Will global warming eclipse evolution?

UC DAVIS (US) — Climate change is leaving animals and plants little wiggle room, pushing them to the edge of their heat tolerance level.

A new study, published in the journal Proceedings of the Royal Society B, tracks the struggle for survival of the tiny tide pool copepod, Tigriopus californicus, that has shown little ability to evolve tolerance to increased heat.

The shrimplike animals are about a millimeter long and live in tide pools on rocky outcrops high in the splash zone from Alaska to Baja California.

“This is a question a lot of scientists have been talking about,” says Eric Sanford, associate professor of evolution and ecology at the University of California, Davis. “Do organisms have the ability to adapt to climate change on a timescale of decades?”

Graduate student Morgan Kelly, the first author of the paper, collected copepods from eight locations between Oregon and Baja California and grew them in the lab for 10 generations, subjecting them to increased heat stress to select for more heat-tolerant animals.

At the outset, copepods from different locations showed wide variability in heat tolerance. But within those populations, Kelly was able to coax only about a half-degree Celsius (about one degree Fahrenheit) of increased heat tolerance over 10 generations. In  most groups, the increase in heat tolerance had hit a plateau before that point.

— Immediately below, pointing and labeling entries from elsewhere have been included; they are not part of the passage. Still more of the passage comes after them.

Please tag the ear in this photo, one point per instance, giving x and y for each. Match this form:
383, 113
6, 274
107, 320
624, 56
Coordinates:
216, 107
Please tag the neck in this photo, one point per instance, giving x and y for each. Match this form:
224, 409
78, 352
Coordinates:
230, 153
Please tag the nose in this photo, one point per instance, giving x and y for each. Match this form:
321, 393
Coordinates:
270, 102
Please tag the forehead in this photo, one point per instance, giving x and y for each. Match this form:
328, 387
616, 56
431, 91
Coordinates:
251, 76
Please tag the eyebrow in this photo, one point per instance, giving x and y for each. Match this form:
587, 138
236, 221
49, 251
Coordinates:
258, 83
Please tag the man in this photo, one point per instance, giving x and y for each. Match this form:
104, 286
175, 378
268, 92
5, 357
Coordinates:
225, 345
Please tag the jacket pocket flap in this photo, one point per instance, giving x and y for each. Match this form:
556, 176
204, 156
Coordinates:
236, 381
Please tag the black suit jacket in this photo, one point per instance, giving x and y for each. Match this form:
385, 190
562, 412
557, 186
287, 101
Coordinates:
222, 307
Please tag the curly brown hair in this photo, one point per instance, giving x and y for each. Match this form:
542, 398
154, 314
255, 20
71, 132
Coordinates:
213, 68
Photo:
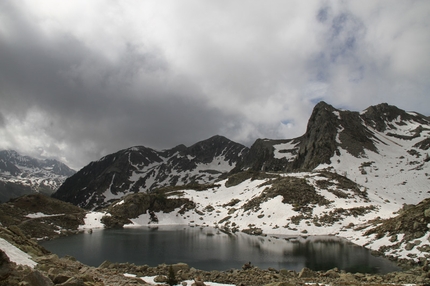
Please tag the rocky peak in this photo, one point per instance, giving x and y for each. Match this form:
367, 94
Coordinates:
382, 116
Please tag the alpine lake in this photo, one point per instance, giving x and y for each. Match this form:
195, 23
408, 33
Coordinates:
210, 249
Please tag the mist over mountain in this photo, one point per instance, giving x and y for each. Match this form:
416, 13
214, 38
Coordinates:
332, 137
20, 175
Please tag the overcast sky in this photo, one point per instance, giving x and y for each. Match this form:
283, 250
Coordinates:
82, 79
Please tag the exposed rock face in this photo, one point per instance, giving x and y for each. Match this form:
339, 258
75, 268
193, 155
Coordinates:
39, 216
328, 130
20, 175
141, 169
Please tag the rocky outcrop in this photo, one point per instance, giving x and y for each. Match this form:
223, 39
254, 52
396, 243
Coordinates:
141, 169
39, 216
408, 230
21, 175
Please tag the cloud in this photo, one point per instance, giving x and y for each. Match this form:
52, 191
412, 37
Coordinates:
86, 78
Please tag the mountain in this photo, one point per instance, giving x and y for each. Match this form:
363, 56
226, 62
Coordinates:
331, 131
348, 175
142, 169
21, 175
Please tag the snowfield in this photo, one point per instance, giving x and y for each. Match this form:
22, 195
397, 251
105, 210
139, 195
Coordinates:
16, 255
385, 180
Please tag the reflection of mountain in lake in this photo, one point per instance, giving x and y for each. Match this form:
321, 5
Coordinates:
209, 249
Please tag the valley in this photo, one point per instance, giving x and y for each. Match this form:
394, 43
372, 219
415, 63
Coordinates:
363, 176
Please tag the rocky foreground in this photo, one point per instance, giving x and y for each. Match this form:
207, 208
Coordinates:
67, 271
52, 270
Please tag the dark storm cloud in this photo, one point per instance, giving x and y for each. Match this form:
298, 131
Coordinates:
82, 79
94, 104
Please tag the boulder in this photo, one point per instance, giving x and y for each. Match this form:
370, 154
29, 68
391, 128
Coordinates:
36, 278
73, 282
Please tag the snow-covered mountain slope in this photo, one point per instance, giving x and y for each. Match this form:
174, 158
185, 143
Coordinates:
141, 169
346, 174
21, 175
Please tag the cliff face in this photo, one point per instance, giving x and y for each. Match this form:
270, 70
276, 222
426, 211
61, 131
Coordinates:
142, 169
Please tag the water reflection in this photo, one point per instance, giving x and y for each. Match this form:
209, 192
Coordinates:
209, 249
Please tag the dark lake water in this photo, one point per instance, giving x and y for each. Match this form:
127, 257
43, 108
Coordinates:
209, 249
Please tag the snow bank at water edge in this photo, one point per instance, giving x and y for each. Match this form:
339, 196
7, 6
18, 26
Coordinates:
15, 254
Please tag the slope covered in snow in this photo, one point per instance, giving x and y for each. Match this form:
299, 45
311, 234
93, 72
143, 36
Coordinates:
21, 175
344, 176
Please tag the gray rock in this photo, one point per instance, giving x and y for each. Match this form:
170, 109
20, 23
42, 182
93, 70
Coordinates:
36, 278
73, 282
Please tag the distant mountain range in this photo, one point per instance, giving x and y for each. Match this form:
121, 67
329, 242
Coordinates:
360, 175
347, 142
20, 175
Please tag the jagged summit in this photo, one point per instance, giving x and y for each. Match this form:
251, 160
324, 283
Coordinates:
142, 169
333, 138
21, 175
329, 131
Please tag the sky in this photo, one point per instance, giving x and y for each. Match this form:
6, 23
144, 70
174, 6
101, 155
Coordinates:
83, 79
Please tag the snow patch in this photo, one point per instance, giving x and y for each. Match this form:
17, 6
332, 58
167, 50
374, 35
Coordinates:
15, 254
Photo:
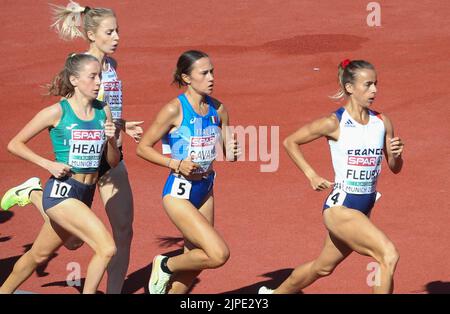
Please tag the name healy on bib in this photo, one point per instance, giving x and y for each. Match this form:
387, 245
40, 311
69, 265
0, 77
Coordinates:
86, 148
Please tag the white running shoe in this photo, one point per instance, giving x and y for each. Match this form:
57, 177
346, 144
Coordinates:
20, 195
159, 278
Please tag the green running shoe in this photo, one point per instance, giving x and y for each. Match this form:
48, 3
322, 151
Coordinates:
20, 195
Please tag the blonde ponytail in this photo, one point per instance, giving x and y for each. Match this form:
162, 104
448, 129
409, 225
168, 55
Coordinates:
67, 20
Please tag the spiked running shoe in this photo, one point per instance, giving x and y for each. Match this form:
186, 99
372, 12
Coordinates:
159, 278
20, 195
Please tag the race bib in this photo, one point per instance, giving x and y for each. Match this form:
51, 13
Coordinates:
86, 148
336, 198
112, 95
60, 189
202, 150
181, 188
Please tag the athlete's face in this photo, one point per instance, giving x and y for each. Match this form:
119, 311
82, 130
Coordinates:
201, 78
88, 80
364, 89
106, 38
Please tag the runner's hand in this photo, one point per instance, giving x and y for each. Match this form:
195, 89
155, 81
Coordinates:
187, 166
110, 130
233, 148
396, 147
58, 170
320, 184
133, 129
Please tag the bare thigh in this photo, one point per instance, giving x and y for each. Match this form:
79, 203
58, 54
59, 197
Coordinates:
197, 230
356, 230
78, 219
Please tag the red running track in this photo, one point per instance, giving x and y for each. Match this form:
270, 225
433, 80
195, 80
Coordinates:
264, 53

In the wild, copepods can withstand a temperature swing of 20 degrees Celsius a day.

Although copepods are widespread geographically, individual populations are very isolated, confined to a single rocky outcrop where wave splash can carry them between pools—meaning there is very little flow of new genes across the population as a whole.

“It’s been assumed that widespread species have a lot of genetic capacity to work with, but this study shows that may not be so,” says Rick Grosberg, professor of evolution and ecology.

Many other species of animals, birds and plants face stress from climate change, and their habitats have also been fragmented by human activity—perhaps more than we realize, he says.

“The critical point is that many organisms are already at their environmental limits, and natural selection won’t necessarily rescue them.”

The study was funded by the National Science Foundation.